Class: TermExtractor::TermContext

Inherits:

Object

Object
TermExtractor::TermContext

show all

Defined in:: lib/term-extractor.rb

Overview

This class holds all the state needed for term calculations on a single sentence. It uses chunking and part of speech tagging information to mark each token in the sentence as to whether it is allowed to start a term or end a term and whether terms can cross it Terms are then calculated by simply looking for all sequences of tokens up to the maximum length which meet these constraints.

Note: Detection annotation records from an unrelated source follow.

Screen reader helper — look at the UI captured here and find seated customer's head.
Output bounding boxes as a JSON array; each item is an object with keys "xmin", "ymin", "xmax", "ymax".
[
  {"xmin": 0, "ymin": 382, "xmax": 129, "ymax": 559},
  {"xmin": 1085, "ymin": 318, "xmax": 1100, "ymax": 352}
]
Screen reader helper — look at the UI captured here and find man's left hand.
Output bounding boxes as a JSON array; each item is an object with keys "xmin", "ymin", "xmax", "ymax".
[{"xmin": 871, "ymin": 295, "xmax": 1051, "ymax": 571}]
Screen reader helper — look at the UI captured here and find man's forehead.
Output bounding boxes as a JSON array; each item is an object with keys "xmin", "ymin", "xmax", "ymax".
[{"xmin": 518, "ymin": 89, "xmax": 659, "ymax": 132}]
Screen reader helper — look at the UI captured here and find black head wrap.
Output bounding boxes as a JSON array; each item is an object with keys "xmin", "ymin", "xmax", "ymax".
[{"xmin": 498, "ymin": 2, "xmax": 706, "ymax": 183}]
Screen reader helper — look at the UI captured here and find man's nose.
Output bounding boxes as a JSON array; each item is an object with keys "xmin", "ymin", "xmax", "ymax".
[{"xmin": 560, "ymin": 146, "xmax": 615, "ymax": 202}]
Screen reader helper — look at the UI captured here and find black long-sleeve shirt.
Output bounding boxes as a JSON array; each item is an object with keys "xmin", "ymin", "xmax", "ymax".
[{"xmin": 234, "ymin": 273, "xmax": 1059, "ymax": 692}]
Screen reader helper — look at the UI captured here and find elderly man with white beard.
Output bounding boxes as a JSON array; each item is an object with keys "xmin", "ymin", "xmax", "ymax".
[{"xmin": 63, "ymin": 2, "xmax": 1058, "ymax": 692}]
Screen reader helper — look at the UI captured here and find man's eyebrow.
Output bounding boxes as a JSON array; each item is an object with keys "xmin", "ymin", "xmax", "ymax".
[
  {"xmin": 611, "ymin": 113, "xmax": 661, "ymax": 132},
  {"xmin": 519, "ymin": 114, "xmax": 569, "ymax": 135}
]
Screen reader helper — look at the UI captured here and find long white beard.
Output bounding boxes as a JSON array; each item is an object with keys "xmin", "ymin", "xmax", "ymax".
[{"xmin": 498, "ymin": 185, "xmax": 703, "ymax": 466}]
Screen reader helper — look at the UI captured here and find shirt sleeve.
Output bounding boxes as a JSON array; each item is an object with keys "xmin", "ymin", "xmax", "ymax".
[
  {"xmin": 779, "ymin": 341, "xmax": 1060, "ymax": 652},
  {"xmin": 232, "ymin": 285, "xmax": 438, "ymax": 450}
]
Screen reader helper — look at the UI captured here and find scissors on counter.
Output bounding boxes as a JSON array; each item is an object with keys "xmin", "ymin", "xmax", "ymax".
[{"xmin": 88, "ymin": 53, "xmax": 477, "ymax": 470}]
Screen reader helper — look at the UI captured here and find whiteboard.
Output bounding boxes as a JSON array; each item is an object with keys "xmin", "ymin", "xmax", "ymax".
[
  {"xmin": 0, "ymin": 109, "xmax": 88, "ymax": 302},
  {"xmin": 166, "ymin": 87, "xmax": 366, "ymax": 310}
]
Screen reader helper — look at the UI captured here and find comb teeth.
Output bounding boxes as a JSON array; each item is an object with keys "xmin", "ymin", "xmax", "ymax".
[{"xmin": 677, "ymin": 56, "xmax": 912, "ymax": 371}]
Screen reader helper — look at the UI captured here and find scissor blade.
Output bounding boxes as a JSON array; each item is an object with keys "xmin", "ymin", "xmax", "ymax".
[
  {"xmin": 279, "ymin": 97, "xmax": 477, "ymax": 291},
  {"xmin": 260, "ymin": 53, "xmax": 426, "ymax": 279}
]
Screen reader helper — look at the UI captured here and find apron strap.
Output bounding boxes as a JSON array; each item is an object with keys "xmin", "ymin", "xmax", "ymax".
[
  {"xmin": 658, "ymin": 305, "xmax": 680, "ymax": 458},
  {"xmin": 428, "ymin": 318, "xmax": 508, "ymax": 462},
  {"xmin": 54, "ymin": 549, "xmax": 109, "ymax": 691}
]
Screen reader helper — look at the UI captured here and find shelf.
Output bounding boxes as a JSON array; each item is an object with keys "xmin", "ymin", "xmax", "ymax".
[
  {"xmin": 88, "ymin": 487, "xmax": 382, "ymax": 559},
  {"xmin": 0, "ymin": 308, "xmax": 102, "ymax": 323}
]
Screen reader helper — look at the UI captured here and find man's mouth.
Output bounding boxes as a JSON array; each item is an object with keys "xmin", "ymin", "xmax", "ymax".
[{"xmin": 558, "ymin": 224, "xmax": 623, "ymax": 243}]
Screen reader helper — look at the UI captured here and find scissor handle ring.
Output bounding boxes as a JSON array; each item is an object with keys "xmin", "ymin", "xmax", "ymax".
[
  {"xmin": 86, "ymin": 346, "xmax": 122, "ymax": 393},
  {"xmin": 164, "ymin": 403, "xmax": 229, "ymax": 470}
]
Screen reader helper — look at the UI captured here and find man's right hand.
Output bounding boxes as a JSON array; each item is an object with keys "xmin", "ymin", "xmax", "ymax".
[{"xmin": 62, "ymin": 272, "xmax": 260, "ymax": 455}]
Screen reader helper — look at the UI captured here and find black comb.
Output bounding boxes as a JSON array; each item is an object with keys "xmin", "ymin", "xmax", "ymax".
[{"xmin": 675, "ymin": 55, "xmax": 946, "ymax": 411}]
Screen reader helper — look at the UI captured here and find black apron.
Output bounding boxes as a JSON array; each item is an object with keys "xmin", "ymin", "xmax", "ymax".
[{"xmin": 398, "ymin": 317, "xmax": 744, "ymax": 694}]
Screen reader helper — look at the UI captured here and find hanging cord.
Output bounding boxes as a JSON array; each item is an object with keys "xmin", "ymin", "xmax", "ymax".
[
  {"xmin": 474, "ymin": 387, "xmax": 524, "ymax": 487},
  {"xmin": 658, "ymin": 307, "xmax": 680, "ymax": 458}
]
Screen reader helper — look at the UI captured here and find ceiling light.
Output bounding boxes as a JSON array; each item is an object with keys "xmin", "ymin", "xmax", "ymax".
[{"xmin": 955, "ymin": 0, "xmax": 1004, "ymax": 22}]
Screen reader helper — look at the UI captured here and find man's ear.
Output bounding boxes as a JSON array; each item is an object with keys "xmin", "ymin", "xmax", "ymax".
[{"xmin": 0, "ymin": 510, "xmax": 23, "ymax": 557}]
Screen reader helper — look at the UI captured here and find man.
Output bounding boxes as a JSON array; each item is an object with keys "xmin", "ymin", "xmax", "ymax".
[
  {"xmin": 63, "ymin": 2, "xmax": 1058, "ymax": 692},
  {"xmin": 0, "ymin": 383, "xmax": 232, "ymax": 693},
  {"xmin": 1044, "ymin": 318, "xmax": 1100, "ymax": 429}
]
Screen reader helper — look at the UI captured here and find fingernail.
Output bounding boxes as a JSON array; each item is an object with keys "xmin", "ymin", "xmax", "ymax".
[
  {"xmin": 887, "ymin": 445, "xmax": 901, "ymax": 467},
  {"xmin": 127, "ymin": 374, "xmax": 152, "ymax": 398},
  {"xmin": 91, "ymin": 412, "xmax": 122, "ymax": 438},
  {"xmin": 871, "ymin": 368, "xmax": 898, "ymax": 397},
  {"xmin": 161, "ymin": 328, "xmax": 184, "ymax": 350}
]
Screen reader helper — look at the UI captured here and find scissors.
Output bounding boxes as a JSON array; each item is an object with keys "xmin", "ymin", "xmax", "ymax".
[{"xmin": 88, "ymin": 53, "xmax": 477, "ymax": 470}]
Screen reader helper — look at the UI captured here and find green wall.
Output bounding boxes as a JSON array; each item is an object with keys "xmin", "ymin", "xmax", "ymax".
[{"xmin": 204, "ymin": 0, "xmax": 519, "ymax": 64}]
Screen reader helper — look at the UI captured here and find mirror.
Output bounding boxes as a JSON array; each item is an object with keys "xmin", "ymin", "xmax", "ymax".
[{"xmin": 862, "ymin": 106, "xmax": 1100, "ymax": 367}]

Instance Attribute Summary collapse

#chunks ⇒ Object

Returns the value of attribute chunks.
#parent ⇒ Object

Returns the value of attribute parent.
#postags ⇒ Object

Returns the value of attribute postags.
#tokens ⇒ Object

Returns the value of attribute tokens.

Instance Method Summary collapse

#boundaries ⇒ Object

This is the bit where all the work happens.
#initialize(parent, sentence) ⇒ TermContext constructor

A new instance of TermContext.
#nlp ⇒ Object
#terms ⇒ Object

Constructor Details

#initialize(parent, sentence) ⇒ `TermContext`

Returns a new instance of TermContext.

# File 'lib/term-extractor.rb', line 49

def initialize(parent, sentence)
  @parent = parent
  sentence = NLP.clean_sentence(sentence)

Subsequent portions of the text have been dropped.